WWI & WWII historical and educational flight simulator - joaquingrech

Hi guys,
We are making a flight simulator that won't be the usual shoot-them-all. It will include actual real stories from WWI and WWII veterans. Their children and grandchildren wrote to us with them.
The project is looking for funding, we made a short video and this is our first kickstarter campaign. We hope you like it and can help us out a bit to get the word out or with pledges :)
http://www.kickstarter.com/projects/echoboomapps/dogfight-elite
======
brudgers
I am reminded of two games: Falcon [3.0] and Secret Weapons of the Luftwaffe.
Each points to a different gameplay problem with combat flight simulation.

Falcon 3.0 was increasingly harder to fly as the simulation became more
accurate. It's a fact. F-16's are hard to fly.

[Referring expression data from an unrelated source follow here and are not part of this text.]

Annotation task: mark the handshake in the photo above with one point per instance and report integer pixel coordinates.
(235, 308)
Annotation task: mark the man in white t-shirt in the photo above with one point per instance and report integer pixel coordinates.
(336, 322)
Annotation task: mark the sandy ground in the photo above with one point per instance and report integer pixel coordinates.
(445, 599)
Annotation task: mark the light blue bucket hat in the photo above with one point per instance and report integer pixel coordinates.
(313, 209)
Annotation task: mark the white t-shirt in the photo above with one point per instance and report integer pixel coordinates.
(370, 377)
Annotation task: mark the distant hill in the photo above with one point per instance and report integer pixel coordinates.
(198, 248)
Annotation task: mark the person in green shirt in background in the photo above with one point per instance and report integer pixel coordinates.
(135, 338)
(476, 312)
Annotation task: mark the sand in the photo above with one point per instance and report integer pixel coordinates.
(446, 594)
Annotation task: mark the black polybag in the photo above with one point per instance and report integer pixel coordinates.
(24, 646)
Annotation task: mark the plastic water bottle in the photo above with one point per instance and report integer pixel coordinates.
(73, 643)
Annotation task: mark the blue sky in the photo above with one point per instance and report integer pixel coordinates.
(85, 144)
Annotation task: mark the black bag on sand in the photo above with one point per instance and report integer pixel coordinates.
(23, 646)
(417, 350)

Many of SWotL's combat missions were long when flying from the allied side,
even with time acceleration - it's a long way from England to Schweinfurt.
Then it's a long way back.

A game needs to cut through the ordinariness of reality. Not simulate it.

Good Luck.

<http://en.wikipedia.org/wiki/Falcon_%28video_game_series%29>

<http://en.wikipedia.org/wiki/Secret_Weapons_of_the_Luftwaffe>